Smithsonian National Zoological Park l Friends of the National Zoo



Guam Rail

Guam rails (Rallus owstoni) are a small flightless bird that lived only on the island of Guam in the Mariana Archipelago in the Pacific. They are omnivorous, eating leaves, seeds, fruits, small lizards, bird eggs, small mammals, and carrion.

Introduction of Predator

The introduction of brown tree snakes (Boiga irregularis) in the 1950s almost spelled doom for the rails. Snakes feeding on the rails' young and eggs caused the Guam rail population to crash to only 21 birds by 1985. Other birds on Guam have been similarly affected by the brown tree snake. Guam Micronesian Kingfisher

Captive Breeding Program

Scientists from the National Zoo rushed to Guam to rescue the last individuals of this species and start a captive breeding program. The captive population slowly grew until enough animals were available to start a reintroduction program.

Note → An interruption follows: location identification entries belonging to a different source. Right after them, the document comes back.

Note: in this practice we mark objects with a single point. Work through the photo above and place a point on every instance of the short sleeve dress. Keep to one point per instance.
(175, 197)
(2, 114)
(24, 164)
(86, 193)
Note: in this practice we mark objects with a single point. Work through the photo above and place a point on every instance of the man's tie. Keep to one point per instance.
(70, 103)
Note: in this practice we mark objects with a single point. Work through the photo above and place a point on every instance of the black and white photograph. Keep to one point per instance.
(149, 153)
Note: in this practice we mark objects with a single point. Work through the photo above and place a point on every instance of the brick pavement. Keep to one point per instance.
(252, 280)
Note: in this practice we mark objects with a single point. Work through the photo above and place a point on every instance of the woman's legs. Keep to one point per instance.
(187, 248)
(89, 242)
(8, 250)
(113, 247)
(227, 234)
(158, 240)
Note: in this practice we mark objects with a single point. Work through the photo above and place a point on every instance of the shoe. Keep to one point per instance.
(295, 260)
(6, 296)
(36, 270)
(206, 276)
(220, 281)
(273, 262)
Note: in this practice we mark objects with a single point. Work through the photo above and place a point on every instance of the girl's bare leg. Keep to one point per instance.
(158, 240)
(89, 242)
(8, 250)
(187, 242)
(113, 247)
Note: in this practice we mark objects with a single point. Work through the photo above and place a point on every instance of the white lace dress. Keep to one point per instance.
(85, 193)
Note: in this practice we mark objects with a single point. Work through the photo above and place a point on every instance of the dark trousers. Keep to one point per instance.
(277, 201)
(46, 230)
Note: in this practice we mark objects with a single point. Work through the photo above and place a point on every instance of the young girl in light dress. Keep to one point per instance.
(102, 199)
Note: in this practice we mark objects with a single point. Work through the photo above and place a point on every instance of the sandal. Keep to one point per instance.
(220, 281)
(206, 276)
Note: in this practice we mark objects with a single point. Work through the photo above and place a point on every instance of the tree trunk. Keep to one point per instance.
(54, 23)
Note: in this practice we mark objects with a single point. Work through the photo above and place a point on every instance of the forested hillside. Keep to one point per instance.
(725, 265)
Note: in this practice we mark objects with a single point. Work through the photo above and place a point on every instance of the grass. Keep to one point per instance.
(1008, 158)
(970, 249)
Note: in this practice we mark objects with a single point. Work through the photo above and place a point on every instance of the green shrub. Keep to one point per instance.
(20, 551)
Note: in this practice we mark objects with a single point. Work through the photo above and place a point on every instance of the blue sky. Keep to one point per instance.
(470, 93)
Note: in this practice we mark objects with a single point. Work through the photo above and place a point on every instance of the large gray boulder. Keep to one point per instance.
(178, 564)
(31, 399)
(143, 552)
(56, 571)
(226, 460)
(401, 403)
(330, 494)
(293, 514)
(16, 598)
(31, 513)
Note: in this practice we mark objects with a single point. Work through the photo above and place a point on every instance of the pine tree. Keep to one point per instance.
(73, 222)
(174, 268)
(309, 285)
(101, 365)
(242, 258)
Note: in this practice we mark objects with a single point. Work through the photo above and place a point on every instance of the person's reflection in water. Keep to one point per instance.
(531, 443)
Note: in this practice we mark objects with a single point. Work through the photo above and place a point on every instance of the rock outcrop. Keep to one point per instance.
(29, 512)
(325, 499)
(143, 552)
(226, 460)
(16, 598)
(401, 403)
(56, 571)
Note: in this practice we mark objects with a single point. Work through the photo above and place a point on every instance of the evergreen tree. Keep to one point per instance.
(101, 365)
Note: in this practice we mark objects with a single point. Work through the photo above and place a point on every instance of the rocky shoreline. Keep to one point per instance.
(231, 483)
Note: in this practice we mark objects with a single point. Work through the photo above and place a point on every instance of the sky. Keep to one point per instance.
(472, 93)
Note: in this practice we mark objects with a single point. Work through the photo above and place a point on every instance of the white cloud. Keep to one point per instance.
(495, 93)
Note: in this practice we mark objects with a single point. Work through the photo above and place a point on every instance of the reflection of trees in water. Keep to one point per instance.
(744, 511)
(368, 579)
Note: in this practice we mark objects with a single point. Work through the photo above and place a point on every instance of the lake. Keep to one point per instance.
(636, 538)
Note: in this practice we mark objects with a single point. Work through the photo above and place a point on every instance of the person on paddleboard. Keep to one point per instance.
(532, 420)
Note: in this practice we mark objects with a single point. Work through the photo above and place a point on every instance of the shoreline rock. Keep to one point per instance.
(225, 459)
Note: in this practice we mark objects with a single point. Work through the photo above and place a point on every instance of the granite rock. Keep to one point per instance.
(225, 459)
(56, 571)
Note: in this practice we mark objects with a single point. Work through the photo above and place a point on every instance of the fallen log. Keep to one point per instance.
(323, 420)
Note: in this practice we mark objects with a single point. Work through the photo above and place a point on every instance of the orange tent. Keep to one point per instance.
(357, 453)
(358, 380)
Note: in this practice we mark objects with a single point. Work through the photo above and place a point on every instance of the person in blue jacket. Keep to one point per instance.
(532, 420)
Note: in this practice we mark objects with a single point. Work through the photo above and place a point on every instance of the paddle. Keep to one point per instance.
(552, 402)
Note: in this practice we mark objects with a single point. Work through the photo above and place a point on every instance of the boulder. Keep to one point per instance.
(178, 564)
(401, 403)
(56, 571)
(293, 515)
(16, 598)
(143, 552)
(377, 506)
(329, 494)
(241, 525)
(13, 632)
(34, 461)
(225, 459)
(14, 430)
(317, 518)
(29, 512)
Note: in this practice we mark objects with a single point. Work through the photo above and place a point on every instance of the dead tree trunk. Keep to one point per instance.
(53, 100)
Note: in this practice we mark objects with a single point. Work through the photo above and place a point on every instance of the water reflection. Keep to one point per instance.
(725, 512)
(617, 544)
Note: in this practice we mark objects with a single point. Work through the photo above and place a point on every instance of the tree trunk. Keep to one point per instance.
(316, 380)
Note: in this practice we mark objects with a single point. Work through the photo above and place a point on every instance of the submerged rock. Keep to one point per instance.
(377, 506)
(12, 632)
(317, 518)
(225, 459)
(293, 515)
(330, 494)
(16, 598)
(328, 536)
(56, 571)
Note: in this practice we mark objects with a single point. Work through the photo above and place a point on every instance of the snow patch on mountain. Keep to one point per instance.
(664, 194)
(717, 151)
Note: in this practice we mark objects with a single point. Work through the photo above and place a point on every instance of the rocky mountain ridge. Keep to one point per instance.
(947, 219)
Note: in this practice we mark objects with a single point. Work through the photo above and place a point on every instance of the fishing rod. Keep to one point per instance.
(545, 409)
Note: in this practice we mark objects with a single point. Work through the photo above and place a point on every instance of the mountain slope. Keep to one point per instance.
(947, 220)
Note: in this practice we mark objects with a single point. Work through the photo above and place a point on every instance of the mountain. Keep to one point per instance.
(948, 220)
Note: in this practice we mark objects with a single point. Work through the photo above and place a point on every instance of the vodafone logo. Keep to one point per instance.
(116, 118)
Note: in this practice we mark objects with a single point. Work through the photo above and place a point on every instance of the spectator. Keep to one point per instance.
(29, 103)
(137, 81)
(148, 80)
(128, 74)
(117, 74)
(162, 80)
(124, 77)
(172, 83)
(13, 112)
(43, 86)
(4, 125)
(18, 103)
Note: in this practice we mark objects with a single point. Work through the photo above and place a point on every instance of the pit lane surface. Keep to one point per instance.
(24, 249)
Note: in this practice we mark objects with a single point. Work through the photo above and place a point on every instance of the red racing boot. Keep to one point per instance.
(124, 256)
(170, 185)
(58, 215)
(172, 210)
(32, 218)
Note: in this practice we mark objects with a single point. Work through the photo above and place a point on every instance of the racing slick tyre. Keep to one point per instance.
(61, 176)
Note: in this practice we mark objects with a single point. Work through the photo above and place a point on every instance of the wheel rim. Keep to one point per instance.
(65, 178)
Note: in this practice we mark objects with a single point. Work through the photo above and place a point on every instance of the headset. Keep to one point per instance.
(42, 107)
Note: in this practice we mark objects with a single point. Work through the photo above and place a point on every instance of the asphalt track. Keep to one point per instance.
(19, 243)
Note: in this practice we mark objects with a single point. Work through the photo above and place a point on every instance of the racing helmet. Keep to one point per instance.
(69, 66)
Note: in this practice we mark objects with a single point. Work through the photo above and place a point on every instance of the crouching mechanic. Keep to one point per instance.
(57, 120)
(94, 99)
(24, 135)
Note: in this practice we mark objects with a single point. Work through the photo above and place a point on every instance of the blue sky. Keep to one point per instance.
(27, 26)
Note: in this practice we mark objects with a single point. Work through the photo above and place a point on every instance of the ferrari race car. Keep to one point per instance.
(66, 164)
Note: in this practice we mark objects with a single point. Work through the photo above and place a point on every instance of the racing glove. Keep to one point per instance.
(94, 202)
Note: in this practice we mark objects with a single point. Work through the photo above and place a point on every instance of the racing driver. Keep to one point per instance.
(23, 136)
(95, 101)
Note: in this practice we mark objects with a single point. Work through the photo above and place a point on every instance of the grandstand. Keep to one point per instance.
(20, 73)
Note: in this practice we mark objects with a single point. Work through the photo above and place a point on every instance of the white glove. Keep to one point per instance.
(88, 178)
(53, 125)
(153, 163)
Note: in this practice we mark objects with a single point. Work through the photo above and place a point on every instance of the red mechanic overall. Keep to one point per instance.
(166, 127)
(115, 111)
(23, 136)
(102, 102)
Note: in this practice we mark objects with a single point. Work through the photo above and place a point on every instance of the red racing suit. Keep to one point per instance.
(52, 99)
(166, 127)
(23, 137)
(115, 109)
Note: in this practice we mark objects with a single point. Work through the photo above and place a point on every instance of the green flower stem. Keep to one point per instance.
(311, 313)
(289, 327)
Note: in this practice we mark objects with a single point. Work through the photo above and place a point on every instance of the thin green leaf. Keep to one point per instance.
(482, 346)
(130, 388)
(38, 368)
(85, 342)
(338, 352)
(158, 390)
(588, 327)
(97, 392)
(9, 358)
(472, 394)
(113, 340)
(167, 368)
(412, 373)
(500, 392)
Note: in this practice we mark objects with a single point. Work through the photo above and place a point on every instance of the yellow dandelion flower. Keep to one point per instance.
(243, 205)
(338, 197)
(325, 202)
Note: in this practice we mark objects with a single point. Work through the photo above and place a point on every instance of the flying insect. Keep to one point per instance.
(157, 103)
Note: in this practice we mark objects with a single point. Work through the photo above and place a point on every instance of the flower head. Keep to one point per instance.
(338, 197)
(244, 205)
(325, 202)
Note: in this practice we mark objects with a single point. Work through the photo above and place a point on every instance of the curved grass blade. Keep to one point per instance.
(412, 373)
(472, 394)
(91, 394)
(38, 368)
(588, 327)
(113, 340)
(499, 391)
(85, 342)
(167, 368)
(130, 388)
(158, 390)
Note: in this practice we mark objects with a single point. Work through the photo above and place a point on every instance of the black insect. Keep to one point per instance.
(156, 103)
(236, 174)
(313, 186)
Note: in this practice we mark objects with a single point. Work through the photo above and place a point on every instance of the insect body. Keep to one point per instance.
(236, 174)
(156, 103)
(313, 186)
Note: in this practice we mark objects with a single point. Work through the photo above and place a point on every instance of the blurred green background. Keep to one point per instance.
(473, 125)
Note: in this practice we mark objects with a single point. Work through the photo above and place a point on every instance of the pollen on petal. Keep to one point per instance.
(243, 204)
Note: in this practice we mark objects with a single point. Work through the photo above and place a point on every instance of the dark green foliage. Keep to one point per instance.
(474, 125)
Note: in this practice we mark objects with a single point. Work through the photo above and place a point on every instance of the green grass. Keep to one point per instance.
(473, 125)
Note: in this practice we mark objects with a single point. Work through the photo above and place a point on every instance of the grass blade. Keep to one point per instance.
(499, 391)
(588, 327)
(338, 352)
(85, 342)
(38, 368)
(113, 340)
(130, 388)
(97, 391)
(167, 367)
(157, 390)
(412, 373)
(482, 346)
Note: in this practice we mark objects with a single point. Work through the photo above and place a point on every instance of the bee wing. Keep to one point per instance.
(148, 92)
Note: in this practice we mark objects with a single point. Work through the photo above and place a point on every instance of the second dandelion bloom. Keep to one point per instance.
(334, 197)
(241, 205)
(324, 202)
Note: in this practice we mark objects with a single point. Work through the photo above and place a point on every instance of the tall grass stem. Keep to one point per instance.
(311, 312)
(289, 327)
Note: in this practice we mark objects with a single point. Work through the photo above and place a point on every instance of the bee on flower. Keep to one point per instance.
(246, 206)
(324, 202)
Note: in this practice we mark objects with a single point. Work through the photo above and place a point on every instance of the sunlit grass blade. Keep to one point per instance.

With the brown tree snake still on the island of Guam, conservation biologists looked elsewhere for a safe haven. They found one on the island of Rota about 31 miles away in the Northern Mariana islands. Reintroduction of a few individuals started in 1989 and by 1999 267 birds were released. The reintroduction has been difficult, but during the summer of 1999 at least three pairs of reintroduced rails produced five nests with eggs and hatchlings.

Reintroductions have also since taken place on the island of Guam itself. Although the brown snake still poses a threat to the species, in 1997 a large 60-acre area has been fenced off and after many weeks of trapping and re-trapping, snakes were removed from the area. In November of 1998 16 rails were released and produced 46 by 1999.